В заключение темы следует отметить, что научные школы французских гуманистов и испанских вторых схоластов завершают период средневекового развития договорной доктрины ius commune со свойственными ей приверженностью авторитетам, ограниченностью круга изучаемых источников, опорой на формальную логику, а также ведущей ролью научной доктрины в формировании институтов частного права. В то же время научное наследие правоведов XVI в. богато идеями, способствовавшими оформлению общего учения о гражданско-правовом договоре и формированию общей части договорного права.

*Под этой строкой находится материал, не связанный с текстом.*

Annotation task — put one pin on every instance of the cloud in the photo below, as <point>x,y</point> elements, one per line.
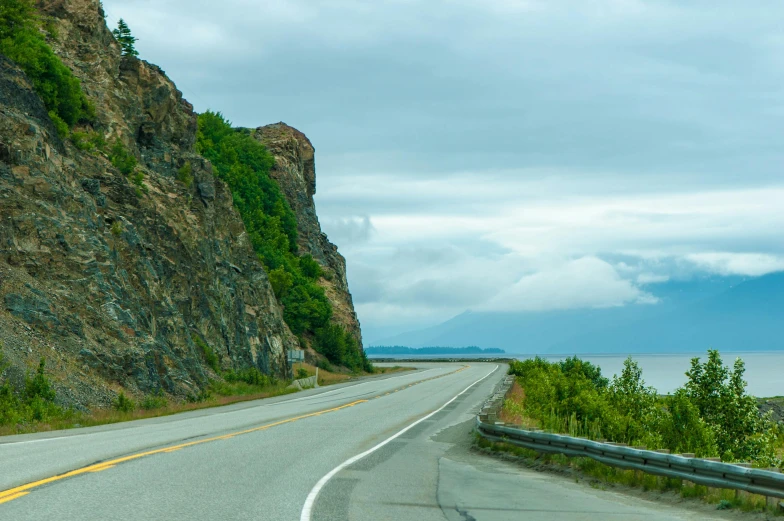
<point>349,230</point>
<point>749,264</point>
<point>588,282</point>
<point>514,154</point>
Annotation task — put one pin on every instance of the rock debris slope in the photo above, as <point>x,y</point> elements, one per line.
<point>113,287</point>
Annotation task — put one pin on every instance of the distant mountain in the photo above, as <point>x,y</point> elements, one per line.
<point>731,314</point>
<point>746,317</point>
<point>404,350</point>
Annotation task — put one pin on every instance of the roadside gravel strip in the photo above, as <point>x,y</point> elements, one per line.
<point>16,492</point>
<point>307,509</point>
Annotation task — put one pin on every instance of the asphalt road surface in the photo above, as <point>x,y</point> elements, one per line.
<point>387,448</point>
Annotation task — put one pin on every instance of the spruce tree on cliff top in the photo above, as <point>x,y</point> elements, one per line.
<point>125,39</point>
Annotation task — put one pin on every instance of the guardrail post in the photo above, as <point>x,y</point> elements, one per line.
<point>773,502</point>
<point>739,494</point>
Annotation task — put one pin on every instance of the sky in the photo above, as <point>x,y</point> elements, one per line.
<point>513,155</point>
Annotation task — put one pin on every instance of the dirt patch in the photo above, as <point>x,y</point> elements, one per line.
<point>540,464</point>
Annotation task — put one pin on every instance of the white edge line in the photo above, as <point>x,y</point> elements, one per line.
<point>310,501</point>
<point>349,387</point>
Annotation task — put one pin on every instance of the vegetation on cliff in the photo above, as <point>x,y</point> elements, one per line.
<point>33,403</point>
<point>23,42</point>
<point>711,415</point>
<point>244,164</point>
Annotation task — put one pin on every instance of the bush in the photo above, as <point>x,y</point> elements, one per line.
<point>710,416</point>
<point>123,404</point>
<point>245,164</point>
<point>719,393</point>
<point>59,125</point>
<point>22,42</point>
<point>154,401</point>
<point>250,376</point>
<point>310,268</point>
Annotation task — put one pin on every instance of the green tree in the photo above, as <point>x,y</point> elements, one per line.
<point>244,164</point>
<point>635,403</point>
<point>126,40</point>
<point>22,41</point>
<point>720,395</point>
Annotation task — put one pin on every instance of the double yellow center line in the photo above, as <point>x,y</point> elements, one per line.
<point>17,492</point>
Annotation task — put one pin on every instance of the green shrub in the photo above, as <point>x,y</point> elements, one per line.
<point>125,39</point>
<point>250,376</point>
<point>310,268</point>
<point>22,42</point>
<point>154,401</point>
<point>719,393</point>
<point>123,404</point>
<point>340,347</point>
<point>244,164</point>
<point>281,282</point>
<point>59,125</point>
<point>116,228</point>
<point>710,416</point>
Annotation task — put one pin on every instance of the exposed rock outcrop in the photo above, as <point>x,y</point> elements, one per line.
<point>111,287</point>
<point>295,172</point>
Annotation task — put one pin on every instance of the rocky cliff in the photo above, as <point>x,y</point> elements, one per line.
<point>118,288</point>
<point>295,172</point>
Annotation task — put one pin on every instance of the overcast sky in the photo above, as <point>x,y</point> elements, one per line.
<point>510,154</point>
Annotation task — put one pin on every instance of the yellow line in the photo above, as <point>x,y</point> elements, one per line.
<point>17,492</point>
<point>13,493</point>
<point>11,498</point>
<point>105,467</point>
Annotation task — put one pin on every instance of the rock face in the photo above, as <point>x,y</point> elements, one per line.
<point>116,289</point>
<point>295,172</point>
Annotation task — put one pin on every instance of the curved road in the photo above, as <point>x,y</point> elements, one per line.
<point>393,447</point>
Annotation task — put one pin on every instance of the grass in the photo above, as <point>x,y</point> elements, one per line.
<point>603,476</point>
<point>219,393</point>
<point>153,406</point>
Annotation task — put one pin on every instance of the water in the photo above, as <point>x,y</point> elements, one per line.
<point>764,371</point>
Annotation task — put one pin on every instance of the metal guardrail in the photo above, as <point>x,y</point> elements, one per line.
<point>680,466</point>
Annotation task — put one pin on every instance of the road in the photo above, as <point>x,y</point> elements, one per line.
<point>388,448</point>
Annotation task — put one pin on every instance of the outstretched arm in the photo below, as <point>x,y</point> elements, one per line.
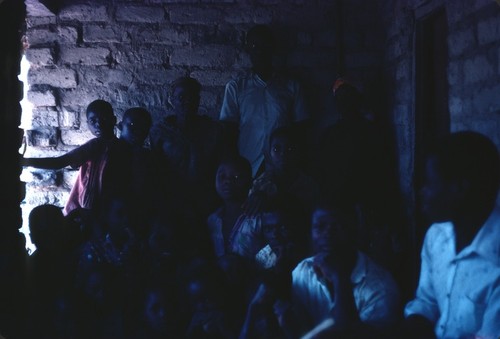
<point>73,158</point>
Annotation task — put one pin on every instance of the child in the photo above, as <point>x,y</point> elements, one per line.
<point>136,165</point>
<point>90,157</point>
<point>283,173</point>
<point>230,229</point>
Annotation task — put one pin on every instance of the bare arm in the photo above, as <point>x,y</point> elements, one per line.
<point>74,158</point>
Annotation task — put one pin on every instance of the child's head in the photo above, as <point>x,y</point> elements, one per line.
<point>184,97</point>
<point>283,217</point>
<point>100,119</point>
<point>160,310</point>
<point>135,125</point>
<point>233,178</point>
<point>283,151</point>
<point>46,224</point>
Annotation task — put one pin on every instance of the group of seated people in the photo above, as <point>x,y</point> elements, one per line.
<point>181,239</point>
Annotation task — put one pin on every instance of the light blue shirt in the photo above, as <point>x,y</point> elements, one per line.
<point>460,293</point>
<point>375,293</point>
<point>259,107</point>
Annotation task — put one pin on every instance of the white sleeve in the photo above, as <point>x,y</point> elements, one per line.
<point>230,109</point>
<point>425,303</point>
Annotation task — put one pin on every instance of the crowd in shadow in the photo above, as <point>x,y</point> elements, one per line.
<point>243,228</point>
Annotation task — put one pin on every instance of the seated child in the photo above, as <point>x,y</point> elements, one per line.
<point>158,312</point>
<point>210,311</point>
<point>283,173</point>
<point>91,158</point>
<point>339,283</point>
<point>136,165</point>
<point>284,231</point>
<point>285,247</point>
<point>458,294</point>
<point>230,229</point>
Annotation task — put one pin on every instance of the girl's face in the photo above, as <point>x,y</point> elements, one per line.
<point>231,183</point>
<point>100,125</point>
<point>283,153</point>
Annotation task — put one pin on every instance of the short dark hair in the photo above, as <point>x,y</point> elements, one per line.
<point>100,106</point>
<point>469,156</point>
<point>190,83</point>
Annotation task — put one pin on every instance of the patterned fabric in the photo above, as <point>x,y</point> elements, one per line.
<point>245,239</point>
<point>460,293</point>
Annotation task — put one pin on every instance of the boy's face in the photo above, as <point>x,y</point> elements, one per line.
<point>100,125</point>
<point>231,183</point>
<point>134,130</point>
<point>185,102</point>
<point>282,153</point>
<point>329,231</point>
<point>260,50</point>
<point>437,195</point>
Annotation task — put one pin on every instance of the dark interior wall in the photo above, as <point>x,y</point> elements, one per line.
<point>12,14</point>
<point>12,252</point>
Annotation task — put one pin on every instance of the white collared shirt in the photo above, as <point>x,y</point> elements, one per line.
<point>258,107</point>
<point>375,292</point>
<point>460,293</point>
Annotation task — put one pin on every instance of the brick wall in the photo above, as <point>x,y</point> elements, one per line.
<point>128,52</point>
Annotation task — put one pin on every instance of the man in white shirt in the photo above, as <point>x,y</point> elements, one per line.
<point>341,283</point>
<point>260,101</point>
<point>458,295</point>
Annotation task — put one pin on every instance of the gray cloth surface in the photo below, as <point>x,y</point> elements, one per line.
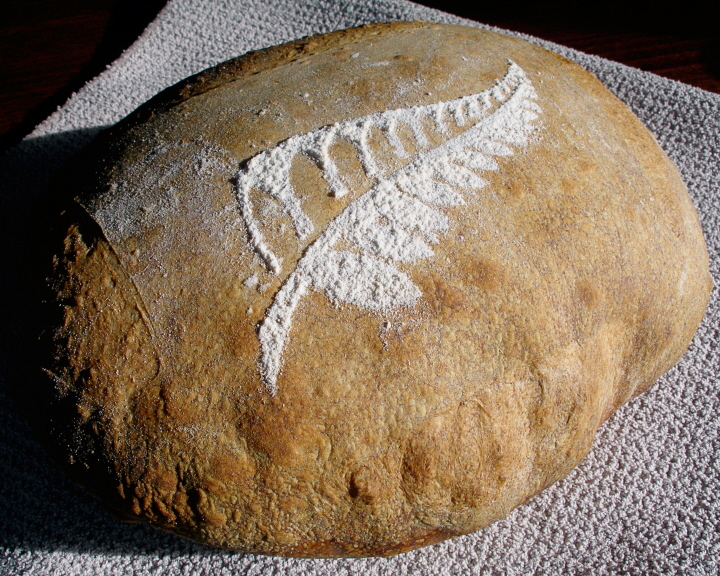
<point>645,501</point>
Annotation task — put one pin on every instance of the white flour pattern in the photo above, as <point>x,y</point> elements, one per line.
<point>397,219</point>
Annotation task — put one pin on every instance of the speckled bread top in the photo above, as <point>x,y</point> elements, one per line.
<point>363,292</point>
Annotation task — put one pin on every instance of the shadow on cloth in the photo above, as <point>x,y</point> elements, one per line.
<point>40,508</point>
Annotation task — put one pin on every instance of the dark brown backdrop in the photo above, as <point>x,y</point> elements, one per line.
<point>50,48</point>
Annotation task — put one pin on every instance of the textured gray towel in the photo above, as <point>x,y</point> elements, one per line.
<point>645,501</point>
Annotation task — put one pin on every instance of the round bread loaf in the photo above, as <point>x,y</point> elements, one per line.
<point>362,292</point>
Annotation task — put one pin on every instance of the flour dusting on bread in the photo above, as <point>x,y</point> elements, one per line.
<point>393,221</point>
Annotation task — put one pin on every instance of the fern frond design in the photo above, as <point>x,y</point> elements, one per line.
<point>398,219</point>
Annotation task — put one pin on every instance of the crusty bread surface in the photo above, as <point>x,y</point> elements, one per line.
<point>393,373</point>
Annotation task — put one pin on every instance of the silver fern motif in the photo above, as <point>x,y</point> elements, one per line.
<point>397,220</point>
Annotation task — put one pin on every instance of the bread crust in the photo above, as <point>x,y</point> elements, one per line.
<point>560,291</point>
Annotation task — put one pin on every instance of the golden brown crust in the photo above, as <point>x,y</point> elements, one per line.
<point>561,290</point>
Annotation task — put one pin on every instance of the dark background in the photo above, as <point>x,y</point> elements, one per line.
<point>49,49</point>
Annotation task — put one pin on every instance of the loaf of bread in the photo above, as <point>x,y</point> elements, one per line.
<point>362,292</point>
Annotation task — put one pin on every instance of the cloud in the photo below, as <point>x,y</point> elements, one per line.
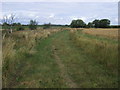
<point>60,1</point>
<point>61,12</point>
<point>51,15</point>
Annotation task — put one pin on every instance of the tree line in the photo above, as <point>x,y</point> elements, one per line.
<point>9,24</point>
<point>103,23</point>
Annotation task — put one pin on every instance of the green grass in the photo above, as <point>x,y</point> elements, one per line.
<point>41,70</point>
<point>85,70</point>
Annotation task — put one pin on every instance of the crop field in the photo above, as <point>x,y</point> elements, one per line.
<point>60,58</point>
<point>110,33</point>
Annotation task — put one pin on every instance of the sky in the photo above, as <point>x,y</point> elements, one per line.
<point>60,12</point>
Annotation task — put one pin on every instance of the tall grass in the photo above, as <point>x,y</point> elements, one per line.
<point>17,47</point>
<point>103,50</point>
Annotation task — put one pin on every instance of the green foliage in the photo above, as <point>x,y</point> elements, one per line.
<point>33,24</point>
<point>20,28</point>
<point>46,26</point>
<point>96,23</point>
<point>90,25</point>
<point>78,24</point>
<point>103,23</point>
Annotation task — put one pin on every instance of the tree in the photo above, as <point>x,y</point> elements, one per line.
<point>90,25</point>
<point>33,24</point>
<point>45,26</point>
<point>78,24</point>
<point>104,23</point>
<point>8,22</point>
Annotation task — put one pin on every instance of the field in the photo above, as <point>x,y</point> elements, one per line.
<point>61,58</point>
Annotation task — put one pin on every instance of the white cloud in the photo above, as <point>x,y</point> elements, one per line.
<point>60,1</point>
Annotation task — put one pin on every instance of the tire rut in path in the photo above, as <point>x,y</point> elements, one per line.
<point>64,74</point>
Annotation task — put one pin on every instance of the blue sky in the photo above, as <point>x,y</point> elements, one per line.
<point>61,12</point>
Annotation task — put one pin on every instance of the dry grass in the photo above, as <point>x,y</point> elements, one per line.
<point>110,33</point>
<point>16,47</point>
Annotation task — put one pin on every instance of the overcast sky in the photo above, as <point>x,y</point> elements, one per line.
<point>61,12</point>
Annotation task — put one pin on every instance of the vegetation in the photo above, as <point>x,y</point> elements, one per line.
<point>59,58</point>
<point>33,24</point>
<point>46,26</point>
<point>78,24</point>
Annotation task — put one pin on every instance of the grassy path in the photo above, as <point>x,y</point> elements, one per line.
<point>64,74</point>
<point>58,63</point>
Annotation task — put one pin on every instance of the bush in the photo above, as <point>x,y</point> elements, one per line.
<point>33,24</point>
<point>46,26</point>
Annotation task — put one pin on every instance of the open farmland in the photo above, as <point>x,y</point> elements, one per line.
<point>60,58</point>
<point>110,32</point>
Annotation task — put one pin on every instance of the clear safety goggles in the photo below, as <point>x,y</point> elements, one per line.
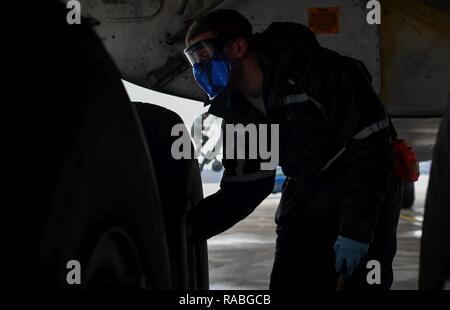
<point>200,53</point>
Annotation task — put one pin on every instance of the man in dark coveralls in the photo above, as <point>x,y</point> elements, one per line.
<point>340,204</point>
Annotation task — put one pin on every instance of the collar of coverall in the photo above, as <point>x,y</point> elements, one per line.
<point>220,105</point>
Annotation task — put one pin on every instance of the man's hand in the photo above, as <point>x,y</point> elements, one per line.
<point>348,254</point>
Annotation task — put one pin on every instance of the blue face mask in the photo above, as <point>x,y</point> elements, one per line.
<point>210,67</point>
<point>213,76</point>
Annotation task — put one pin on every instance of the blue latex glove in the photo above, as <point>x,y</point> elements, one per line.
<point>348,254</point>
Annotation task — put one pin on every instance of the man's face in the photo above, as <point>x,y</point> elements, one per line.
<point>234,50</point>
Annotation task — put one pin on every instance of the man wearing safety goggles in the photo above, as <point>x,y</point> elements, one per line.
<point>340,205</point>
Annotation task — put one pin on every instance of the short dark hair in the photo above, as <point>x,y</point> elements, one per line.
<point>224,23</point>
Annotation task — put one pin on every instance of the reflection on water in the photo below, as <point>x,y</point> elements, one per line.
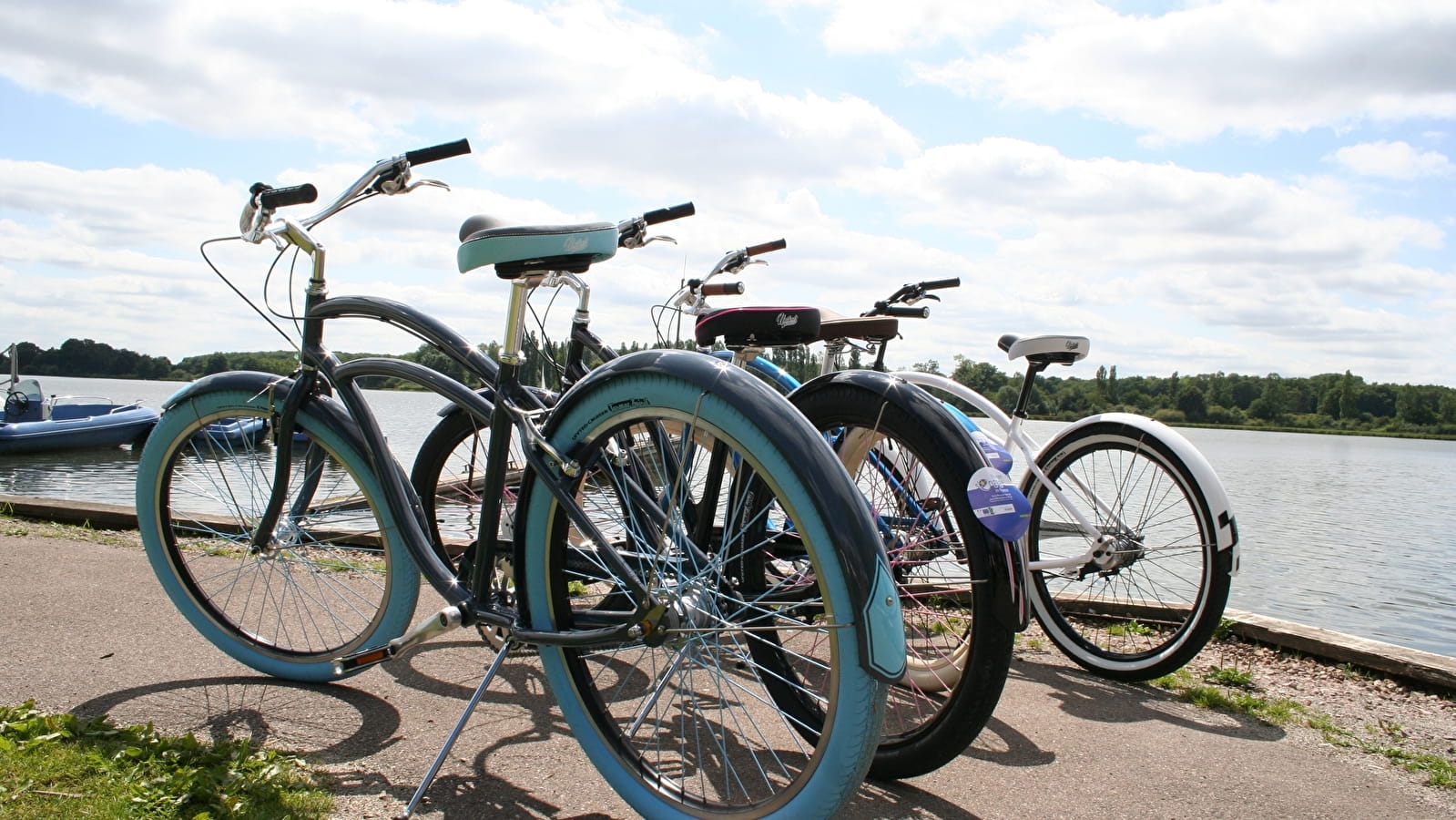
<point>1350,533</point>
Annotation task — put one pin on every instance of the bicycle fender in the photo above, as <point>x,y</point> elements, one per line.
<point>260,384</point>
<point>1208,484</point>
<point>1008,561</point>
<point>867,571</point>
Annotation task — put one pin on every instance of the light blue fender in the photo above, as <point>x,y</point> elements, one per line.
<point>1203,474</point>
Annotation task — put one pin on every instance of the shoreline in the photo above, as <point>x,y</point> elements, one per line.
<point>1426,669</point>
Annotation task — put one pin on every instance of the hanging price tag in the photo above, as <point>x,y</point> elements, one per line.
<point>999,503</point>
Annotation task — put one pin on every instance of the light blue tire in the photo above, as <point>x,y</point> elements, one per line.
<point>333,580</point>
<point>689,729</point>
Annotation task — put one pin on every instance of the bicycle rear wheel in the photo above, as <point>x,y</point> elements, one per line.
<point>332,579</point>
<point>958,652</point>
<point>1154,599</point>
<point>683,723</point>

Речь идет прежде всего о развитии правовой методологии, целенаправленном упорядочении норм договорного права в институты и систематизации договорного права на основе идей высшего порядка. Идеалы естественного права, справедливость, верность данному обещанию, равноценность обмена и многие другие получили дальнейшее развитие в договорных теориях Нового времени.
1. Охарактеризуйте основные идеологические течения в Западной Европе XVI в., повлиявшие на развитие юриспруденции.
2. Чем обусловлено появление школы французских правоведов-гуманистов?
3. В чем принципиальное отличие подходов комментаторов XIV в. и гуманистов XVI в. к разработке теории цивильного права?
4. Как повлияла Реформация на ius commune?
5. Каковы причины появления школы «современного использования Пандект»?
6. Поясните роль испанской второй схоластики в обновлении правовой теории ius commune.
7. Сопоставьте понятие договора в доктрине комментаторов XIV в. с воззрениями французских гуманистов и испанских вторых схоластов.
8. Получил ли признание принцип pacta sunt servanda в доктрине французских гуманистов и испанских вторых схоластов?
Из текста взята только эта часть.